Abu Zeid said that the current trash crisis also did not bode well for the government’s ability to deal with the country’s other problems.

“If on such local matters they can’t even function and agree, how can they agree on the bigger issues?” he said.

The civil war in neighboring Syria and the more than 1.2 million refugees who have fled to Lebanon are taxing the economy and the government’s ability to provide services.

Political divisions have left the country without a president for 14 months, and the current parliament extended its own mandate last year, essentially re-electing itself after failing to agree on a law to govern new elections.

Dysfunctional politics are nothing new in Lebanon, a country with 4.2 million people before the Syrian civil war. Since Lebanon’s own civil war that ended in 1990, a constellation of mostly sectarian political parties have tried to govern the country through consensus - a commodity often in short supply.

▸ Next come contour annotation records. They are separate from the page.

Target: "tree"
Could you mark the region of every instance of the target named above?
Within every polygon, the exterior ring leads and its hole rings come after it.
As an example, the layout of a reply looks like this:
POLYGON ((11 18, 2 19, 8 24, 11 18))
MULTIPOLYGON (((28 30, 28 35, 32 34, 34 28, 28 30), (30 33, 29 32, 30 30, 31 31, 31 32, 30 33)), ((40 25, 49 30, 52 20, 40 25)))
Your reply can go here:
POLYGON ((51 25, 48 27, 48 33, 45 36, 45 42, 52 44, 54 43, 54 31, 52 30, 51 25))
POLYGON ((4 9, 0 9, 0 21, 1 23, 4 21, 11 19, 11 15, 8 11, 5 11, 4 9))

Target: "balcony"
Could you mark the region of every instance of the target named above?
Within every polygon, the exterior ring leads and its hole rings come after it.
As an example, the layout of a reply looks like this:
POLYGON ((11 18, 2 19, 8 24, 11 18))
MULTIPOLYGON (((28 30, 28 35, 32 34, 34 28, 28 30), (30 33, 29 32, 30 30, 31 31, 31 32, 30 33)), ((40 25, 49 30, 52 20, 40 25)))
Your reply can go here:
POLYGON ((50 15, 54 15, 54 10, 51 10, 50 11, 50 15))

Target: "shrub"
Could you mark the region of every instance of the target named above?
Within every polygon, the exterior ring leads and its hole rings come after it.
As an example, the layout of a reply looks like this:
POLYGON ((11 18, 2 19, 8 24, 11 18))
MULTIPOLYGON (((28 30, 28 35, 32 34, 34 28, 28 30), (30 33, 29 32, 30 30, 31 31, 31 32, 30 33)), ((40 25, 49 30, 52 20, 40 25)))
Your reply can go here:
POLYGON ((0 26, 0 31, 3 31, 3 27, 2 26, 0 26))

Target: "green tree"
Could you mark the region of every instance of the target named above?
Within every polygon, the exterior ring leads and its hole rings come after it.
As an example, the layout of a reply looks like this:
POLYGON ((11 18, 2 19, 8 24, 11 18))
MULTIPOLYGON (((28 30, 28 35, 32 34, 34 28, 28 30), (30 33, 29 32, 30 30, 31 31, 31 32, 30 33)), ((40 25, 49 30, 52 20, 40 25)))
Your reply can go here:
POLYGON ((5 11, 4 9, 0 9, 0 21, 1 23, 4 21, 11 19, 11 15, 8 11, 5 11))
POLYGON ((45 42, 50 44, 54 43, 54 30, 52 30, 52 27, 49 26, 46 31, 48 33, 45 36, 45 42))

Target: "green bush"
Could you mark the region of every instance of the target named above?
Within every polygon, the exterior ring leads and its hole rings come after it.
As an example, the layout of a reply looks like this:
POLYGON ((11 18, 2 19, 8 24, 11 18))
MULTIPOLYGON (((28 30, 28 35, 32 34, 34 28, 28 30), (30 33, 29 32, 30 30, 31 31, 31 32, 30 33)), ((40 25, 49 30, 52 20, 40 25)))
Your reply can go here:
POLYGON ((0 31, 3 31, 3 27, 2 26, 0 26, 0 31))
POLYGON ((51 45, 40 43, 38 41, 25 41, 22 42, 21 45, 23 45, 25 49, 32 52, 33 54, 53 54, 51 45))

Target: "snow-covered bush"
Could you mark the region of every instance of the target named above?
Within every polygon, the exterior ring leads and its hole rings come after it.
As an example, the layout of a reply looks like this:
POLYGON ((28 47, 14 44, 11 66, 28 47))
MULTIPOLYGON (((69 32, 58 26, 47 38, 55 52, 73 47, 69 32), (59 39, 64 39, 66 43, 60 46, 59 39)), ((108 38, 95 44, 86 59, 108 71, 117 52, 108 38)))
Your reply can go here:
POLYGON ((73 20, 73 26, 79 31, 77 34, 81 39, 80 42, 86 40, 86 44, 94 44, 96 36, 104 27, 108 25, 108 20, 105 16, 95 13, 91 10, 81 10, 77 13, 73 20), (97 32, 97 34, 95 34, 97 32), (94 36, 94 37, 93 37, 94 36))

The mounting trash crisis is the most recent example of an issue for which the government has failed to find long-term solutions.

For nearly two decades, garbage from Beirut and much of central Lebanon was sent to a landfill near the town of Naimeh, south of the capital, which has since taken in many times its intended capacity.

The communities around the landfill have complained Abut its smell and blamed it for health problems. Last year, to protest a new extension of the dumping contract, families from those communities blocked the landfill’s access road, causing trash to pile up in Beirut.

The demonstrators opened the road Abut a week later after the government assured them it would use the next year to find an alternative. It did not, then gave itself two three-month extensions and has still failed to find a new place to put the trash.

So on July 17, the protesters returned, saying they had lost faith in the government and vowing to remain until a new solution could be found.

The mounds of stewing garbage, and public frustration, have only grown.

“To allow this to happen in Beirut, a very congested city, is beyond comprehension,” said Karim Al Jisr, a regional director for the environmental consulting firm Ecodit. “In other countries, the Cabinet would simply resign, but this is a reflection of a dead end in the policymaking environment.”

Lebanon’s Cabinet met on the trash collection issue last week and adjourned without reporting any progress. Late Monday, the government announced steps aimed at ending the crisis, including the pickup of all garbage in Beirut, its distribution to unnamed sites and financial support for areas that receive the garbage. It remained unclear how those measures would affect the crisis.

“You just can’t leave it on the street,” Jisr said. “The economic cost and the social implications of that are just huge.”

Some politicians have accused Sukleen, the waste collection company, of using the crisis to push the government into a lucrative new contract.

Last Saturday, a few hundred protesters rallied in downtown Beirut, some hurling bags of garbage over the barbed-wire topped fence erected to protect the government headquarters.

Many of the protesters said the trash was only one of the issues that bothered them, also citing poor utility services and rampant government corruption.

“I am not here just because of the trash, but because of the water and the electricity,” said Azza Kabbani, who said the smell of the trash on her Beirut street had infiltrated her home.

“We smell the trash in our house, and then they burn it and we get the bad smell of the plastic,” she said.

Elsewhere in Beirut, some residents have set fire to trash piles to clear sidewalks and others have burned tires in protest of the trash buildup, filling more neighborhoods with acrid smoke. At Floyd the Dog, Kadi, the bartender, and his colleagues tried to make light of the trash pile visible through the bar’s bay windows. They hung a sign that read, “Only because the mountain view is breathtaking.”

The local businesses had hired a man with a small tractor to clean the street, but the fumes had made him sick before he finished the job, Kadi said.

He had little faith that Lebanon’s politicians would do much better in finding a lasting solution.

“They’ll never solve it,” he said. “They’ll just put a Band-Aid on the wound, even if it’s critical.”